Investors seeking relatively steady returns in the long term could consider investing in Canadian blue-chip stocks. These are shares of companies with well-established businesses and strong fundamentals. As these companies consistently generate strong earnings, they enhance shareholders’ returns through regular dividend payments and share buybacks.
With this background, let’s zoom in on three blue-chip stocks that, in my view, every Canadian should own.
Canadian Natural Resources
With a market cap of around $111 billion, Canadian Natural Resources (TSX:CNQ) is a compelling Canadian stock for long-term investors. Shares of this leading oil and natural gas producer have risen about 276% in five years. This reflects an average annualized growth rate or CAGR of more than 30%, much higher than the broader market average.
While the company has comfortably outperformed the broader markets, it has enhanced its shareholders’ returns through higher dividend payments. Canadian Natural Resources has raised its dividend for 24 consecutive years. Further, its dividend grew at an impressive CAGR of 21% during the same period.

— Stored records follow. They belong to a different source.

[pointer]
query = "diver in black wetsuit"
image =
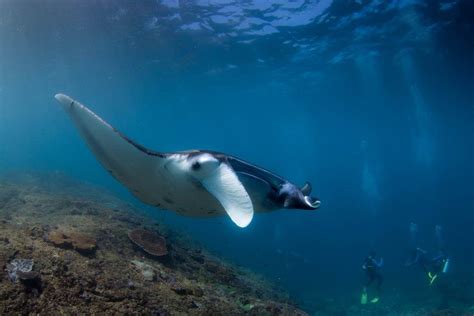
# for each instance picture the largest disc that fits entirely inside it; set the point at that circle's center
(372, 266)
(434, 266)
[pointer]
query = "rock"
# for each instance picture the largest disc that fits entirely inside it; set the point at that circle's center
(149, 242)
(18, 266)
(146, 270)
(31, 279)
(80, 242)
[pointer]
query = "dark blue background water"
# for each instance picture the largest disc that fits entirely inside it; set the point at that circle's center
(371, 101)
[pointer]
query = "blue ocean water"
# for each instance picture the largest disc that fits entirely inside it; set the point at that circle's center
(370, 101)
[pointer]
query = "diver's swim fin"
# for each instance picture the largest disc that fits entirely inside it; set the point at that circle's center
(432, 277)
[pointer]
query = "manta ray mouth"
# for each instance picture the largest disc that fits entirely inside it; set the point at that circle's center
(312, 202)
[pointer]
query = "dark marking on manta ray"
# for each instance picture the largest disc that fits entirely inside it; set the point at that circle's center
(168, 200)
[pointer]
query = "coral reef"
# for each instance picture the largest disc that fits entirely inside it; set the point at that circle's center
(150, 242)
(80, 242)
(84, 263)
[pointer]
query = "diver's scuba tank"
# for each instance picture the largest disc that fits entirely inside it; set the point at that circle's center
(446, 265)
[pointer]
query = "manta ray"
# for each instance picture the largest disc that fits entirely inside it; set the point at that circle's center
(200, 183)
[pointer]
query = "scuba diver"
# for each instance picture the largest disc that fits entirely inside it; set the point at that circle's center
(434, 266)
(372, 266)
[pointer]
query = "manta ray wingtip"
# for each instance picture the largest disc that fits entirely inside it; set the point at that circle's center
(63, 99)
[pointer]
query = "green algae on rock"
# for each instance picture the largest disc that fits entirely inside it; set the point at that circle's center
(116, 279)
(150, 242)
(80, 242)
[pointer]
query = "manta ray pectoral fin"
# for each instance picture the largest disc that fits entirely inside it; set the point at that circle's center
(306, 188)
(226, 187)
(128, 162)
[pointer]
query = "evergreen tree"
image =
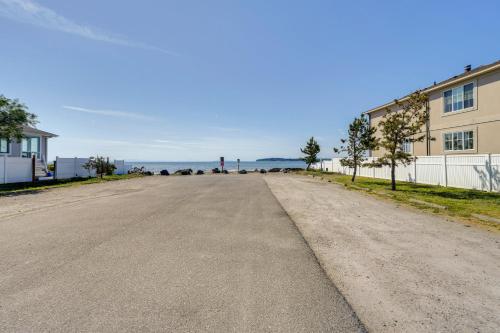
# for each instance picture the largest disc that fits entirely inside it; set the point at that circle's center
(311, 150)
(402, 123)
(13, 117)
(361, 139)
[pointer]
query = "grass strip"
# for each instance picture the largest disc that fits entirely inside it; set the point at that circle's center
(463, 203)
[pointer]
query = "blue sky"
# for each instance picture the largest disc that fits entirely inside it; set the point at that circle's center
(194, 80)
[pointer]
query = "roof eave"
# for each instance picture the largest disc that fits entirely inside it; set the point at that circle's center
(438, 86)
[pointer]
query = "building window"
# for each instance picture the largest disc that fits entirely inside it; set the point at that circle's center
(459, 98)
(406, 146)
(459, 141)
(4, 146)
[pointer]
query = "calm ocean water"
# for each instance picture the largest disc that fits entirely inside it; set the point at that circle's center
(229, 165)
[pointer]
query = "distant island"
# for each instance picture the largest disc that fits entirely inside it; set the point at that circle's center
(275, 159)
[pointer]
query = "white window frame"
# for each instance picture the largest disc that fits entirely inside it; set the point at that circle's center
(474, 141)
(462, 85)
(410, 145)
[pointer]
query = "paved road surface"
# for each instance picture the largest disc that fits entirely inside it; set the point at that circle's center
(402, 270)
(176, 254)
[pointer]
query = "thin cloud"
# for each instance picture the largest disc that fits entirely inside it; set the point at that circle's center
(29, 11)
(109, 113)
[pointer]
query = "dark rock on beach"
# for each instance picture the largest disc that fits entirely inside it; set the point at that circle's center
(184, 172)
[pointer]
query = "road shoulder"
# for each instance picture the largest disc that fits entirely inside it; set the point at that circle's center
(400, 269)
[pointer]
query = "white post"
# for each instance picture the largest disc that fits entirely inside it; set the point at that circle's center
(415, 171)
(5, 169)
(56, 167)
(489, 168)
(445, 171)
(74, 167)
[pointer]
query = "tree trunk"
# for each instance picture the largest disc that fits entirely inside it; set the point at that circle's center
(393, 175)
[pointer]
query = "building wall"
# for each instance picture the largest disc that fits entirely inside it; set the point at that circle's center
(483, 119)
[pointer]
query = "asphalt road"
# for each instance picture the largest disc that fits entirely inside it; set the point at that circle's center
(173, 254)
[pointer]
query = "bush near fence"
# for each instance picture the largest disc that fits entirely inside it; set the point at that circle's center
(73, 168)
(479, 172)
(19, 169)
(15, 170)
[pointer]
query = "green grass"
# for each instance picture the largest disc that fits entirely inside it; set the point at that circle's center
(458, 202)
(21, 188)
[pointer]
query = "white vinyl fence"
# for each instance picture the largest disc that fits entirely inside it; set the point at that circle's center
(480, 172)
(15, 170)
(121, 169)
(73, 168)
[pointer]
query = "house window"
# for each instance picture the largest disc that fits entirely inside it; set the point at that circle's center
(459, 141)
(4, 146)
(459, 98)
(406, 146)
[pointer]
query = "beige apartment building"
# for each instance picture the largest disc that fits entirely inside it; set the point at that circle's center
(464, 114)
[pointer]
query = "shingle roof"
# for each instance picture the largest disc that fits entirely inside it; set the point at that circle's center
(444, 83)
(33, 130)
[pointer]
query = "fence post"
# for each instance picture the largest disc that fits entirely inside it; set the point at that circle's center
(74, 167)
(445, 171)
(55, 167)
(489, 167)
(415, 171)
(33, 168)
(5, 169)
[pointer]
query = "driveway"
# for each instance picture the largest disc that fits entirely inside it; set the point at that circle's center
(174, 254)
(401, 270)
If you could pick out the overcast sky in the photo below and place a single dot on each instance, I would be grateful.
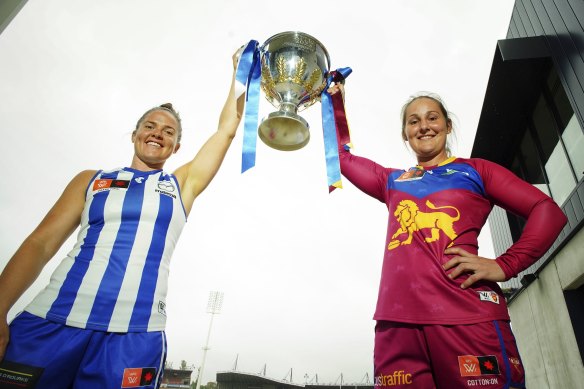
(299, 267)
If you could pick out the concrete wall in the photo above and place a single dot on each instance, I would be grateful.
(542, 325)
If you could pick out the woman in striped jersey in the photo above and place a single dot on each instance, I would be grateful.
(100, 321)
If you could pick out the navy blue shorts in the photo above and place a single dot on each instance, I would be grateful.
(47, 355)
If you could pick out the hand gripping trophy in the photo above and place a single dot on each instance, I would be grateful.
(292, 69)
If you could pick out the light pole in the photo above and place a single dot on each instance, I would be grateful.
(214, 308)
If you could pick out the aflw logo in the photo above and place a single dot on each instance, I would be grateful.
(471, 365)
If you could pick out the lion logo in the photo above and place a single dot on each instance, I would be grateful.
(411, 219)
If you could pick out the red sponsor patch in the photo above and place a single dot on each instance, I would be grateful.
(103, 184)
(472, 366)
(136, 377)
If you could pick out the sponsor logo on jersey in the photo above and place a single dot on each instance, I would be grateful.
(136, 377)
(411, 175)
(165, 188)
(516, 362)
(108, 184)
(411, 220)
(398, 377)
(471, 365)
(489, 295)
(452, 171)
(162, 308)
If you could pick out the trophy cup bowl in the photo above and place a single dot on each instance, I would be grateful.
(294, 67)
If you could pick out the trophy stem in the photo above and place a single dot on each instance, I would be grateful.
(287, 107)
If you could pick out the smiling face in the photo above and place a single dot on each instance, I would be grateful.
(155, 140)
(426, 127)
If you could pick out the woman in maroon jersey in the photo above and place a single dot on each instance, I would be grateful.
(442, 321)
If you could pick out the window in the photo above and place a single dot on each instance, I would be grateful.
(550, 155)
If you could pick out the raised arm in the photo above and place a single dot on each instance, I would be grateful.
(194, 176)
(39, 247)
(365, 174)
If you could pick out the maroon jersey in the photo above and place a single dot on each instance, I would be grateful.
(433, 208)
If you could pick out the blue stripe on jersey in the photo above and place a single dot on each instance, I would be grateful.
(145, 298)
(63, 304)
(449, 176)
(113, 277)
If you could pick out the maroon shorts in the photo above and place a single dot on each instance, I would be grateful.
(482, 355)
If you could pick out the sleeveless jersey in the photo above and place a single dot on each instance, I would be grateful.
(431, 209)
(115, 277)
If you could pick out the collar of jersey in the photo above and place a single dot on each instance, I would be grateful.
(445, 162)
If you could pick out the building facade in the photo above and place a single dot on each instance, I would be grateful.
(532, 122)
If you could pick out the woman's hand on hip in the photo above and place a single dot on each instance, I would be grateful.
(479, 268)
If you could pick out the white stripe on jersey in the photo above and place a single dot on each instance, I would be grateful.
(136, 263)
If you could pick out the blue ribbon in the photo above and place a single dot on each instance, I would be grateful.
(333, 168)
(248, 73)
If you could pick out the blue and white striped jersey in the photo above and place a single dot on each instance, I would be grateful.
(115, 278)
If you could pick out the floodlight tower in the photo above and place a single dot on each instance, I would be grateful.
(214, 308)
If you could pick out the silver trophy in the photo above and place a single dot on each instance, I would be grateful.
(294, 71)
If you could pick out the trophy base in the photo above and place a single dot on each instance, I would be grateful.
(284, 131)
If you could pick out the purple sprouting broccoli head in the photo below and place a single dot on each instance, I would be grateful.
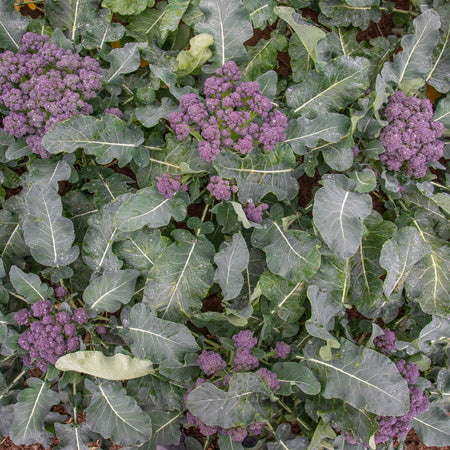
(211, 363)
(386, 342)
(244, 360)
(43, 84)
(255, 213)
(282, 350)
(50, 334)
(411, 138)
(270, 378)
(234, 115)
(221, 189)
(169, 185)
(245, 339)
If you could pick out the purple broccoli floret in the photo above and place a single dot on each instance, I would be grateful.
(282, 350)
(386, 342)
(245, 339)
(43, 84)
(169, 185)
(412, 136)
(80, 316)
(244, 360)
(269, 377)
(211, 363)
(233, 115)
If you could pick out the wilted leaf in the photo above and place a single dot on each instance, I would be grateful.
(116, 367)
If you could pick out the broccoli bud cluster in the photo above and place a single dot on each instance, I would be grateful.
(43, 84)
(50, 334)
(212, 364)
(412, 136)
(234, 115)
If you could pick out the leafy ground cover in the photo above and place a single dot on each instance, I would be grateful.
(224, 225)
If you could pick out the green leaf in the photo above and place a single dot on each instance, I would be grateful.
(294, 375)
(437, 330)
(153, 338)
(342, 82)
(231, 261)
(285, 298)
(48, 173)
(341, 13)
(263, 56)
(242, 405)
(366, 287)
(33, 405)
(116, 367)
(127, 7)
(146, 25)
(438, 76)
(106, 138)
(197, 55)
(72, 437)
(302, 133)
(70, 15)
(150, 115)
(323, 312)
(398, 256)
(12, 245)
(110, 290)
(428, 283)
(433, 427)
(292, 254)
(350, 376)
(29, 285)
(141, 248)
(260, 173)
(338, 214)
(122, 60)
(181, 277)
(114, 414)
(99, 237)
(229, 24)
(308, 34)
(48, 234)
(149, 207)
(98, 30)
(12, 27)
(261, 12)
(414, 61)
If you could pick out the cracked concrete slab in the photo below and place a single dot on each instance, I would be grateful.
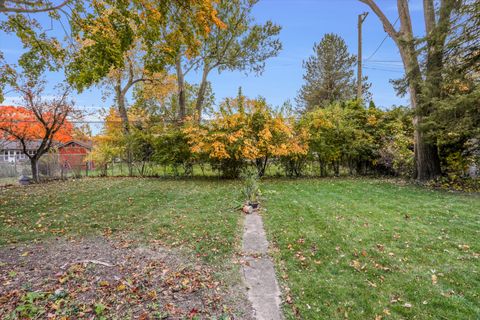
(259, 272)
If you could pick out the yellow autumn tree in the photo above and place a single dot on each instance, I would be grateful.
(245, 131)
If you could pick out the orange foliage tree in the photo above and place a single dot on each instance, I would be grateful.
(245, 131)
(38, 125)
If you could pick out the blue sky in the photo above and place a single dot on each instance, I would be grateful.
(303, 22)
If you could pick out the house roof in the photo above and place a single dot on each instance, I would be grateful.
(33, 145)
(16, 145)
(85, 144)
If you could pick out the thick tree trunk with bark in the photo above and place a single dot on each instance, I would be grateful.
(181, 90)
(34, 167)
(201, 93)
(123, 113)
(427, 161)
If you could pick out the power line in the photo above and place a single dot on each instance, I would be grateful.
(381, 43)
(380, 69)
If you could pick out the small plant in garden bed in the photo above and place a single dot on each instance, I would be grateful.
(251, 190)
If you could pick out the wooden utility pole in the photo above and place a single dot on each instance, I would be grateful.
(361, 18)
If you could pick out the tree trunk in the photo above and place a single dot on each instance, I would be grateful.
(123, 113)
(427, 161)
(181, 89)
(122, 109)
(201, 93)
(34, 167)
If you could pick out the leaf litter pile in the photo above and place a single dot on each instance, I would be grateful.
(98, 278)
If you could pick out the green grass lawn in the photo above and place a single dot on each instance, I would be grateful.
(199, 215)
(366, 249)
(357, 249)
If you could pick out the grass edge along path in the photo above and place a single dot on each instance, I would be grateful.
(197, 214)
(369, 249)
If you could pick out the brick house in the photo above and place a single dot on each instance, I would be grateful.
(73, 154)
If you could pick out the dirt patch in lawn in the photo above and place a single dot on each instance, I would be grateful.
(100, 277)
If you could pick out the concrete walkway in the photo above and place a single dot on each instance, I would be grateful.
(258, 272)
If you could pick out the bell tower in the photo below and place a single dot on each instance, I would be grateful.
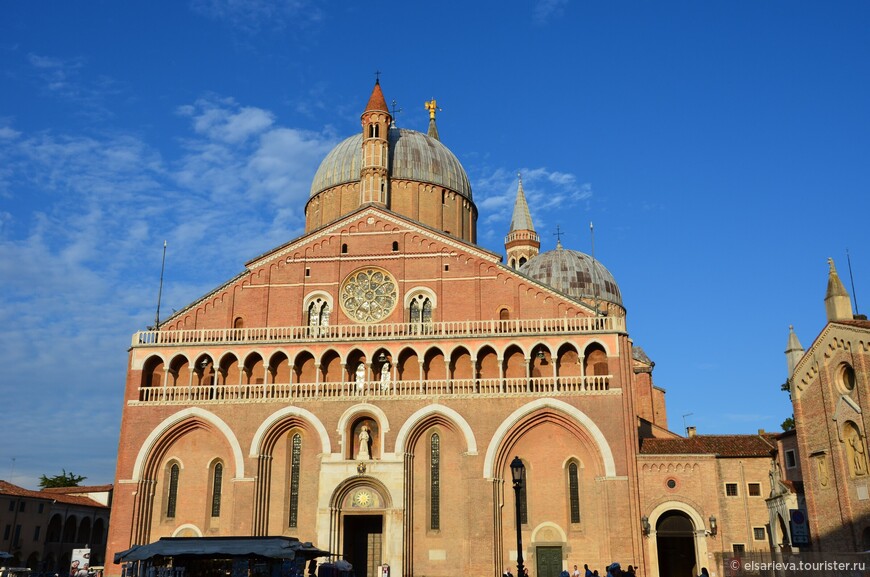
(522, 242)
(374, 178)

The oil and gas company’s highly diversified cash flows, high-value reserves, and long-life assets position it well to generate strong financials regardless of the commodity cycle. Further, its low maintenance capital requirement and focus on lowering operating costs augur well for long-term profitability. Additionally, its solid balance sheet equips it to pursue expansion opportunities, deliver strong growth, and return higher cash to its shareholders.
Alimentation Couche-Tard
Shares of the convenience store operator Alimentation Couche-Tard (TSX:ATD) could be a solid addition for investors looking for blue-chip stocks offering stability, high growth, and income. This retailer has been growing its revenue and earnings at a solid pace for years. For instance, Alimentation Couche-Tard’s top and bottom lines have grown at a CAGR of 7.3% and 18.8%, respectively, in the past decade.
Thanks to its strong financials, ATD has gained more than 449% in the last 10 years. During the same period, it increased its dividend at a CAGR of 26.6%.
Looking ahead, this large-cap company is likely to benefit from its extensive store base. Further, Alimentation Couche-Tard’s expansion of private label brands, value pricing strategy, and focus on improving operational efficiencies will likely drive its revenue and profitability in the long term. Also, the convenience store operator will likely benefit from its strategic acquisitions, which will expand its footprint, drive traffic, and support its financials and share price.
Constellation Software
Investors could consider investing in shares of Constellation Software (TSX:CSU), which provides software and services to the public and private sectors. It acquires, manages, and builds industry-specific software businesses that provide specialized solutions.
Thanks to its broad portfolio of software businesses, focus on strategic acquisitions, and a large customer base spread across 100 countries, Constellation Software delivers strong financials, which support its share price and enable the company to return cash to its shareholders.
Notably, Constellation Software stock has risen about 269% in five years. The company’s focus on small and mid-sized vertical market software (VMS) acquisitions will likely drive its financials in the coming years and support the uptrend in its share price. The company is also building a new team to pursue large VMS acquisitions, which augurs well for long-term growth.